Des navires pétroliers dans le viseur de sanctions américaines visant le commerce militaire iranien
Les États-Unis ont imposé des sanctions ciblant le commerce pétrolier lié à l’armée iranienne, malgré la proximité d’un accord visant à prolonger le cessez-le-feu et à lever les restrictions sur la navigation dans le détroit d’Hormuz.
Le département du Trésor américain a indiqué avoir sanctionné huit navires impliqués dans le transport du pétrole brut iranien et de ses dérivés vers les marchés mondiaux. Parmi ces navires figurent le pétrolier Flora, battant pavillon des îles Marshall, le pétrolier Hounakayo, battant pavillon des Comores, ainsi que le pétrolier El Jab, enregistré sous pavillon panaméen.

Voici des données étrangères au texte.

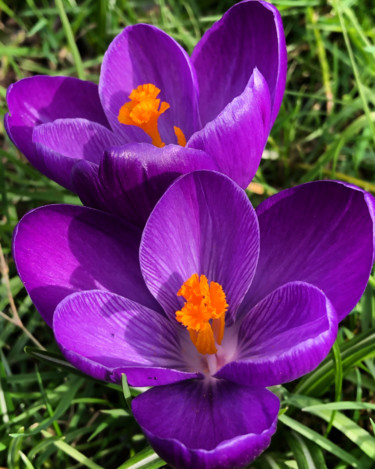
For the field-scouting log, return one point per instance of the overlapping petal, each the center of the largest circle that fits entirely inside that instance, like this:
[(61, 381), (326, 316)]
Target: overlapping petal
[(207, 424), (41, 99), (105, 335), (285, 336), (144, 54), (130, 185), (320, 233), (60, 144), (250, 35), (61, 249), (237, 136), (203, 224)]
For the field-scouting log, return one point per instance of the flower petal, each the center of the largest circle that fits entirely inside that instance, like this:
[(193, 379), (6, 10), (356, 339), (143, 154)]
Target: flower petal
[(207, 424), (105, 335), (237, 136), (40, 99), (61, 249), (61, 143), (250, 35), (284, 336), (320, 233), (203, 224), (144, 54), (132, 178)]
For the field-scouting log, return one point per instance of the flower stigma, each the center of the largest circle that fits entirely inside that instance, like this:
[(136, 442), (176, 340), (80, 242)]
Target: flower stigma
[(203, 314), (144, 109)]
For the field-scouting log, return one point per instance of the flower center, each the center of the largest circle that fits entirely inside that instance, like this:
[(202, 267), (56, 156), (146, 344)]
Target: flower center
[(143, 110), (203, 314)]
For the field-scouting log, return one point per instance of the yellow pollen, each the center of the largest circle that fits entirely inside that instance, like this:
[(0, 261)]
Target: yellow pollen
[(203, 314), (143, 111)]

Le secrétaire au Trésor, Scott Bessent, a déclaré dans un communiqué : « Nous ne permettrons pas au gouvernement iranien d’augmenter ses revenus pétroliers afin de reconstruire ses forces armées et ses capacités militaires. »

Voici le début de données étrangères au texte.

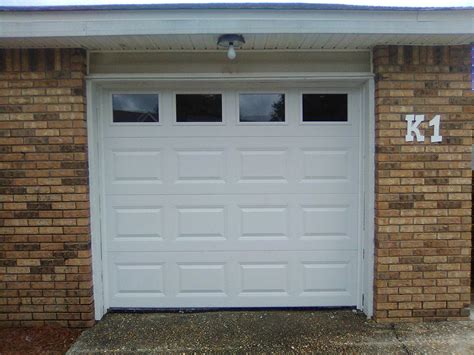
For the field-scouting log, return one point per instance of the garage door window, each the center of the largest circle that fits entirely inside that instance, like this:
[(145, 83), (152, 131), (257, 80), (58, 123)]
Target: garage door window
[(261, 108), (199, 108), (135, 108), (325, 108)]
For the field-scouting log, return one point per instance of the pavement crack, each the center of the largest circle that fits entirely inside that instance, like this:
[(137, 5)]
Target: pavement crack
[(404, 346)]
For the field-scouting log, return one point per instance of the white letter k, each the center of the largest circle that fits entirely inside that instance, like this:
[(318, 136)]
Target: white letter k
[(413, 128)]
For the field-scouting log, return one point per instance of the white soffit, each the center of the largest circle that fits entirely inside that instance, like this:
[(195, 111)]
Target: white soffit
[(263, 29)]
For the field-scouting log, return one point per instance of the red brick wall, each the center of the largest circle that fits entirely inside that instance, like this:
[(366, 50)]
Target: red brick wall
[(45, 260), (423, 190)]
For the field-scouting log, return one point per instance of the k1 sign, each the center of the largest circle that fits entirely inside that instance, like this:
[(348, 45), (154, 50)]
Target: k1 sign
[(413, 128)]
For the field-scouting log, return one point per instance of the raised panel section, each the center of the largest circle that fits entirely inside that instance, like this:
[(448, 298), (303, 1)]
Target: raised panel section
[(138, 223), (201, 223), (325, 165), (263, 166), (264, 222), (136, 166), (266, 279), (200, 166), (203, 279), (325, 277), (139, 279), (326, 222)]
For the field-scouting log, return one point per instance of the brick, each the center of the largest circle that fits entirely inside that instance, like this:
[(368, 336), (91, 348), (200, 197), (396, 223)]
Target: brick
[(40, 145), (423, 231)]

Le président Donald Trump n’a pas encore approuvé l’accord.
La fermeture du détroit d’Hormuz par l’Iran, par lequel transite environ 20 % des approvisionnements mondiaux en pétrole et en gaz, a provoqué des perturbations sur les marchés mondiaux.
Les États-Unis ont également imposé des sanctions à plus de 15 entités, dont une société utilisant les infrastructures de vente de pétrole des forces armées iraniennes afin d’obtenir des produits pétroliers en dehors de l’Iran.
Accord imminent
Des sources ont indiqué à Reuters que les États-Unis et l’Iran étaient parvenus jeudi à un accord visant à prolonger le cessez-le-feu et à lever les restrictions sur la navigation dans le détroit d’Hormuz.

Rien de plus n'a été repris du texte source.